Hi list,
Is it possible to add additional password encryption options to FreeRADIUS so that the user database can be used as a user/password store (For instance PBKDF2 or scrypt)?
Yeah, some guy submitted code to do that, but it was awful.

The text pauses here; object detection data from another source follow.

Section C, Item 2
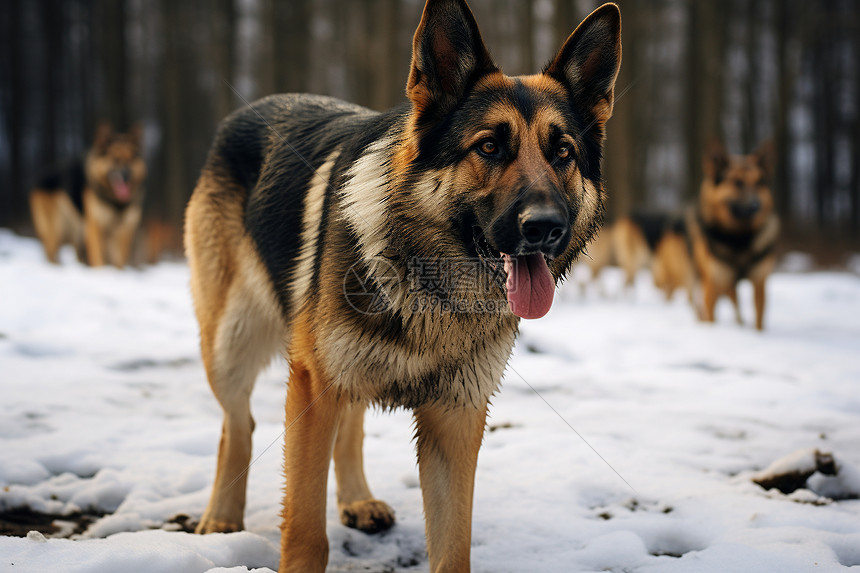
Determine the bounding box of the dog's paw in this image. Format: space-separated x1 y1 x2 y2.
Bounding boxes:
340 499 394 533
194 515 245 535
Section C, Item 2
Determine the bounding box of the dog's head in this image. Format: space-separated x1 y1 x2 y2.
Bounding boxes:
700 140 774 233
86 123 146 204
401 0 621 318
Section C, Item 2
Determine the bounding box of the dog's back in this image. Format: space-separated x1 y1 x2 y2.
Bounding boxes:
29 160 86 263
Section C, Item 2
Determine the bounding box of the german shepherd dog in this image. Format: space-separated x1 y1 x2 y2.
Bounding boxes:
30 123 146 267
687 141 780 330
185 0 621 573
585 211 674 290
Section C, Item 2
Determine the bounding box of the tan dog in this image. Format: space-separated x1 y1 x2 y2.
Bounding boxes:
185 0 621 573
687 142 779 330
30 124 146 267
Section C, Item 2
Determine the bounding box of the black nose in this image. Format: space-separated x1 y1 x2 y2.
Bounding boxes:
519 207 568 251
729 199 761 221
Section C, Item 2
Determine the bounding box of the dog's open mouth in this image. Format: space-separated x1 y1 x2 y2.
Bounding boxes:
472 225 555 318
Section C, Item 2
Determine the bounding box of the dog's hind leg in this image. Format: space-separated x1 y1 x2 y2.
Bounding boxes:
726 283 744 325
185 175 285 533
334 403 394 533
415 404 487 573
108 205 141 268
195 245 283 533
30 190 63 264
278 318 346 573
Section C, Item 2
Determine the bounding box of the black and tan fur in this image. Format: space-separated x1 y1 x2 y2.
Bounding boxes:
30 124 146 267
585 211 680 296
687 141 779 330
185 0 621 573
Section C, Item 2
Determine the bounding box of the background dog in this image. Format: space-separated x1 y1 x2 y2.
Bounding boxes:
185 0 621 573
30 124 146 267
585 211 693 300
687 141 779 330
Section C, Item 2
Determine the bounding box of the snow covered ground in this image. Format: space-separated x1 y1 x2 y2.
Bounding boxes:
0 230 860 573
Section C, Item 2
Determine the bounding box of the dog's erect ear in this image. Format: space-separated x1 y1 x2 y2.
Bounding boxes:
544 4 621 123
406 0 498 123
752 139 776 182
93 121 113 153
702 138 729 184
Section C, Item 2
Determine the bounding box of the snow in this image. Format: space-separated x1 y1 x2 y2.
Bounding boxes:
0 230 860 573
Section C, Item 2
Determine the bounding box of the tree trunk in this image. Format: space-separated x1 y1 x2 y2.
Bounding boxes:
93 0 128 129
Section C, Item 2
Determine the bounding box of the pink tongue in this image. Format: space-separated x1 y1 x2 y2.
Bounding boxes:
110 174 131 201
502 253 555 318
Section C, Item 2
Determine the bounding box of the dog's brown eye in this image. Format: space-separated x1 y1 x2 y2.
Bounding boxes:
478 139 499 155
555 145 570 159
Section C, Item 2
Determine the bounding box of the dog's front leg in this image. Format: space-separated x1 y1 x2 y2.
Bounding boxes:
415 402 487 573
279 326 343 573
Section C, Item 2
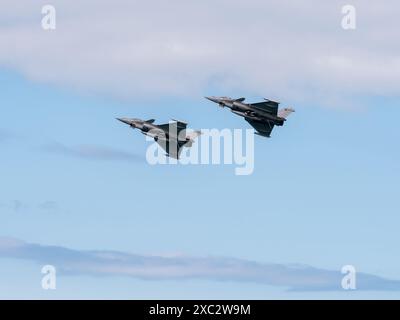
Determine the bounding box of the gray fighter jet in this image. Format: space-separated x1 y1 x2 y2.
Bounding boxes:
206 97 294 138
117 118 201 159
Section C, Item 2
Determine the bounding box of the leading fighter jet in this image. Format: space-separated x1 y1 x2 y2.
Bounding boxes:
206 97 294 138
117 118 201 159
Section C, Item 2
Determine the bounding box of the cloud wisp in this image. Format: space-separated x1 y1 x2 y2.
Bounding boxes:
42 143 143 162
0 237 400 291
0 0 400 105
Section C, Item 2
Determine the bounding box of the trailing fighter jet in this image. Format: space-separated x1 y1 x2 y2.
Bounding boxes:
206 97 294 138
117 118 201 159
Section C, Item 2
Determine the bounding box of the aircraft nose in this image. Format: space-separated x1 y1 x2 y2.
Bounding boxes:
117 118 131 125
205 97 219 103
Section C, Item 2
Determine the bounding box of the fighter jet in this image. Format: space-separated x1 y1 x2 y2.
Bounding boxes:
117 118 201 159
205 97 294 138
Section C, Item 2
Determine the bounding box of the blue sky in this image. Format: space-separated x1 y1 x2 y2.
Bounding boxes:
0 2 400 299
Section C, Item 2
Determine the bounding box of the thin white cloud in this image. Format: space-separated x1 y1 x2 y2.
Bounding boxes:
0 237 400 291
0 0 400 105
42 143 143 162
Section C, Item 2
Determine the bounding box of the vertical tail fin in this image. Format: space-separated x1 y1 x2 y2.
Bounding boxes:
278 108 295 119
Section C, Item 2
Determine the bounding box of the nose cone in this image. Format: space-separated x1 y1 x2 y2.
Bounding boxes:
205 97 220 103
117 118 132 125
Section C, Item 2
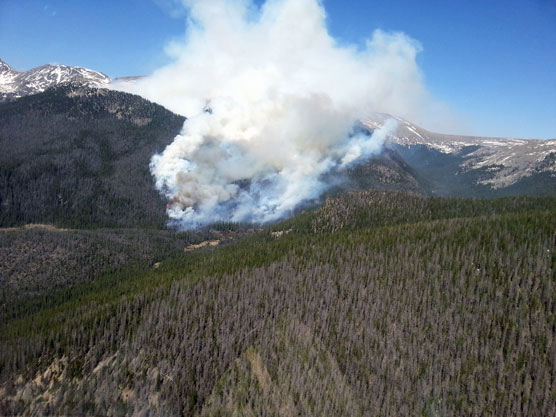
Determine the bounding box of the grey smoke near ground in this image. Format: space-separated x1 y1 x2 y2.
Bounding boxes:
115 0 446 227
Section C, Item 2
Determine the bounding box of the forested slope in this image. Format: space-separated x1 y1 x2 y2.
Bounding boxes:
0 192 556 416
0 85 184 228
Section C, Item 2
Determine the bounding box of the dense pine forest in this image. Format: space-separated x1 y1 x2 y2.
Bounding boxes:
0 191 556 417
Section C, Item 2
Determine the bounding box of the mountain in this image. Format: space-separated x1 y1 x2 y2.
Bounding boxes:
0 191 556 417
0 84 184 228
0 60 110 102
363 114 556 197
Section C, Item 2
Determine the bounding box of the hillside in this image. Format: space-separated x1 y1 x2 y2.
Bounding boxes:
362 113 556 198
0 84 184 228
0 192 556 416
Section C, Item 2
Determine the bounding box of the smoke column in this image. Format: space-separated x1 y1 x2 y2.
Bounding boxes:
116 0 429 228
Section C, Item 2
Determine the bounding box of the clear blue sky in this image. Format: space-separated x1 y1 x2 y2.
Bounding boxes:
0 0 556 138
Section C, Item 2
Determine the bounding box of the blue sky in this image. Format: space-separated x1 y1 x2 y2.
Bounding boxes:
0 0 556 138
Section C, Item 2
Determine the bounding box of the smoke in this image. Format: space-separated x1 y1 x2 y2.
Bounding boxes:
117 0 436 227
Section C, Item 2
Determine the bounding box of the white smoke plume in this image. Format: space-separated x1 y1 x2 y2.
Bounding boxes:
118 0 438 227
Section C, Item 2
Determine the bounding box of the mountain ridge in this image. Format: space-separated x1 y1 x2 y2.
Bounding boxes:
0 59 111 102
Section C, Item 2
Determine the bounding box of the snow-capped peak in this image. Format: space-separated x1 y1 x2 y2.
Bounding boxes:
0 60 110 101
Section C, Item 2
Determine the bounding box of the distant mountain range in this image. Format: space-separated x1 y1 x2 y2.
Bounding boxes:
0 60 556 208
362 114 556 197
0 59 111 102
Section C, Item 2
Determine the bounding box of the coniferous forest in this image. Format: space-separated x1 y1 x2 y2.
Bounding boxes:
0 191 556 416
0 86 556 417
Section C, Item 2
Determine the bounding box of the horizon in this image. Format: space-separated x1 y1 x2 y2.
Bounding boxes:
0 0 556 139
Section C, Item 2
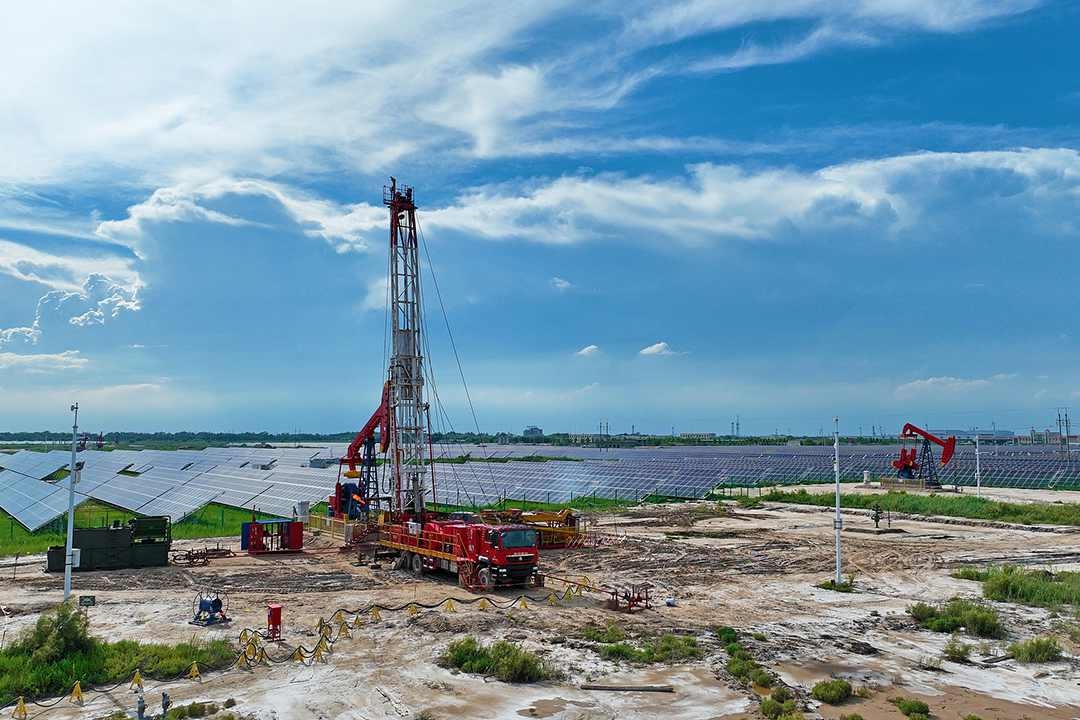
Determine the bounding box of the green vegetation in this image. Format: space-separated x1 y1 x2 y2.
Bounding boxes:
440 636 559 682
0 603 237 706
810 680 851 705
814 575 855 593
713 625 739 644
942 635 971 663
953 565 1080 608
1009 636 1062 663
599 633 704 665
761 490 1080 525
165 703 219 720
889 697 930 720
750 667 774 688
907 598 1005 638
0 500 282 557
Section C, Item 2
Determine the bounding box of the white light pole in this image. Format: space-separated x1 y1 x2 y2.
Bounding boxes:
975 427 983 498
64 403 79 602
833 418 843 586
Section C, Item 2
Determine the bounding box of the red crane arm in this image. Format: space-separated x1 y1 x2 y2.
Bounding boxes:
341 382 390 472
900 422 956 465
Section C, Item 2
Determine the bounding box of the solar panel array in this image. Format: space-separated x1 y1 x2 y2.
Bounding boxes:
0 445 1080 531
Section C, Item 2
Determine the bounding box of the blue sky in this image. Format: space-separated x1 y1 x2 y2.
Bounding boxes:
0 0 1080 433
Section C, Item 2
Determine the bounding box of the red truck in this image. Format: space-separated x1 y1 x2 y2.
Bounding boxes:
379 513 543 590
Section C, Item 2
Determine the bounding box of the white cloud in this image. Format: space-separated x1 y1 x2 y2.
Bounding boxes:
637 340 675 355
893 372 1017 397
0 239 138 291
625 0 1041 44
0 273 141 348
0 350 90 372
96 178 387 254
423 148 1080 245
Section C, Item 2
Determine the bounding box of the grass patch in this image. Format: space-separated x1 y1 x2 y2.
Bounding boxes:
440 636 559 682
599 634 704 665
889 697 930 720
907 598 1005 638
1009 636 1063 663
0 603 237 706
814 575 855 593
0 500 274 557
761 490 1080 526
810 680 851 705
953 565 1080 608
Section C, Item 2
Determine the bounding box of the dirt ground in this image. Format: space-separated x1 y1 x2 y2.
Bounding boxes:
0 491 1080 720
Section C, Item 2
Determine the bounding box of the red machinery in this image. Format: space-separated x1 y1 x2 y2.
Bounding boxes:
240 520 303 555
339 177 543 588
379 513 543 589
892 423 956 487
266 602 281 642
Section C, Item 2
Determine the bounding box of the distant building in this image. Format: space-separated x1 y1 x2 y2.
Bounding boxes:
678 433 716 440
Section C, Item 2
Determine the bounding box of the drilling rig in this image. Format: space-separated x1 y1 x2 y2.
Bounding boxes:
329 177 543 589
892 422 956 488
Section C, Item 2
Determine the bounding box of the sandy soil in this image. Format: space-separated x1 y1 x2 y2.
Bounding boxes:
0 493 1080 720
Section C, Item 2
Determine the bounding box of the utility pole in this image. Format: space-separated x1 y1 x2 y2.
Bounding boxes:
975 427 983 498
833 418 843 587
64 403 79 602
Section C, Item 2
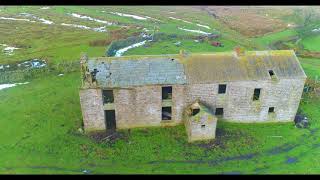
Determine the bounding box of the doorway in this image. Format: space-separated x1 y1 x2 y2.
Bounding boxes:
104 110 116 132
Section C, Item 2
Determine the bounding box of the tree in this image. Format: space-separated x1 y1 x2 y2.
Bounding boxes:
295 7 317 38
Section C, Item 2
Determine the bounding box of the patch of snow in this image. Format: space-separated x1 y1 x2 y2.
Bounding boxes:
115 40 146 57
61 23 107 32
0 82 29 90
20 13 54 24
71 13 113 26
169 17 193 24
142 28 150 32
312 28 320 32
40 6 50 9
178 27 211 35
3 45 20 56
110 12 147 20
144 16 162 22
0 17 35 22
197 24 211 29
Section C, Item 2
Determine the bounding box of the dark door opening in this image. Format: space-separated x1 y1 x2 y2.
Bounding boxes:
162 107 172 121
104 110 116 131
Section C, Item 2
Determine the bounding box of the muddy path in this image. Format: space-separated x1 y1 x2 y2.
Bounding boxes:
149 128 320 174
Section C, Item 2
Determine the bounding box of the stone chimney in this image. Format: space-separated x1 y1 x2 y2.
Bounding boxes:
80 53 88 64
179 49 189 57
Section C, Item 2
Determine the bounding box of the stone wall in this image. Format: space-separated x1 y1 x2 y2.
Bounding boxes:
114 85 185 129
186 79 305 122
79 89 106 132
80 79 305 131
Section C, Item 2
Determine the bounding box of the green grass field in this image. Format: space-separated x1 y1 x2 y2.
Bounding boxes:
0 6 320 174
0 59 320 174
301 35 320 52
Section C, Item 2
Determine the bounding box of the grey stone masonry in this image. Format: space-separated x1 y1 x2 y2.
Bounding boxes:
80 89 106 132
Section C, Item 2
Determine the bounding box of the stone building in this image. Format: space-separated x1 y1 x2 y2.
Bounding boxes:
80 50 306 141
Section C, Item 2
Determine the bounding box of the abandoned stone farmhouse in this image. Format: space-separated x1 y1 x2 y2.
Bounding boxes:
80 50 306 141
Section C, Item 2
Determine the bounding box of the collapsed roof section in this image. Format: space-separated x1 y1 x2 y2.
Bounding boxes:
83 50 306 88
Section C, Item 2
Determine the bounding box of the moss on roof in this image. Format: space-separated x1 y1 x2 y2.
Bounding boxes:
183 51 306 83
89 50 306 87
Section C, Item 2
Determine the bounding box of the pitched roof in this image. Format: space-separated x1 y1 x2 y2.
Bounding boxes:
184 50 306 83
88 50 306 87
88 57 186 87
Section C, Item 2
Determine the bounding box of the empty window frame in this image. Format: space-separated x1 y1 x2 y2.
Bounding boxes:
161 107 172 121
218 84 227 94
253 88 261 101
215 108 223 116
268 70 276 78
268 107 274 113
192 108 200 116
162 86 172 100
102 90 114 104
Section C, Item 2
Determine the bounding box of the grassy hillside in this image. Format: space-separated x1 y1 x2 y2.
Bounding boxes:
0 6 320 174
0 55 320 173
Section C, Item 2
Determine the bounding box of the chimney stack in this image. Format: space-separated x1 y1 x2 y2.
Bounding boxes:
234 46 245 57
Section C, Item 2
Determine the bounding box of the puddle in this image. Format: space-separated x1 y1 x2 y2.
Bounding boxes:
149 153 257 166
115 40 147 57
169 17 193 24
40 6 50 10
196 24 211 29
0 17 36 22
145 16 162 22
70 13 113 26
0 44 20 55
110 12 147 20
0 59 47 72
178 27 211 35
221 171 241 175
267 144 299 155
20 13 54 24
61 23 107 32
286 157 297 164
0 82 29 90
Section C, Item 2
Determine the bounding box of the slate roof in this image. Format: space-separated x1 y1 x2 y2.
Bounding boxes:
184 50 306 83
88 50 306 88
88 57 186 87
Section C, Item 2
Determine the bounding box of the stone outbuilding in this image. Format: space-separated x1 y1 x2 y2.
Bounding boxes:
80 50 306 142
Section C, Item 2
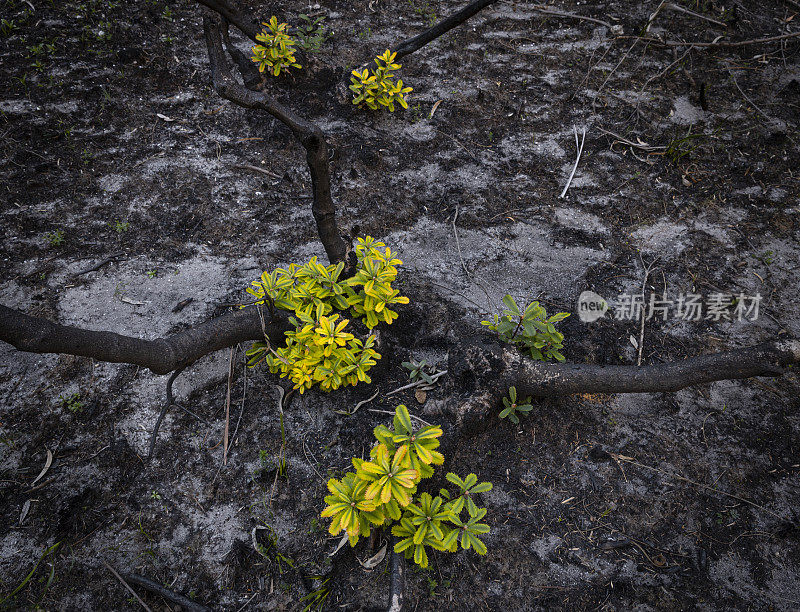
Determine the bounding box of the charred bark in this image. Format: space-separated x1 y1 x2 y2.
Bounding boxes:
448 340 800 427
392 0 498 60
203 14 348 267
0 305 290 374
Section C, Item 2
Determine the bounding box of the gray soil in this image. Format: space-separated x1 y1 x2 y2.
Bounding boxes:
0 0 800 610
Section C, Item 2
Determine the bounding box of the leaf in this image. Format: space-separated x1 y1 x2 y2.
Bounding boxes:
395 404 413 433
356 544 387 571
328 533 349 557
31 450 53 486
503 295 522 317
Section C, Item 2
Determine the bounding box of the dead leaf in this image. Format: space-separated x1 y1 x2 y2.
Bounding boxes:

When I look at "man rlm_pap", the amount of encryption options for passwords are limited when FreeRADIUS is your only user database. I'm creating a POC where users can register for an account to use certain services (accessible via radius authentication) and I'm trying to only use the FreeRADIUS mysql database as a backend to keep it simple, but the password encryption methods aren't considered secure by today's standards.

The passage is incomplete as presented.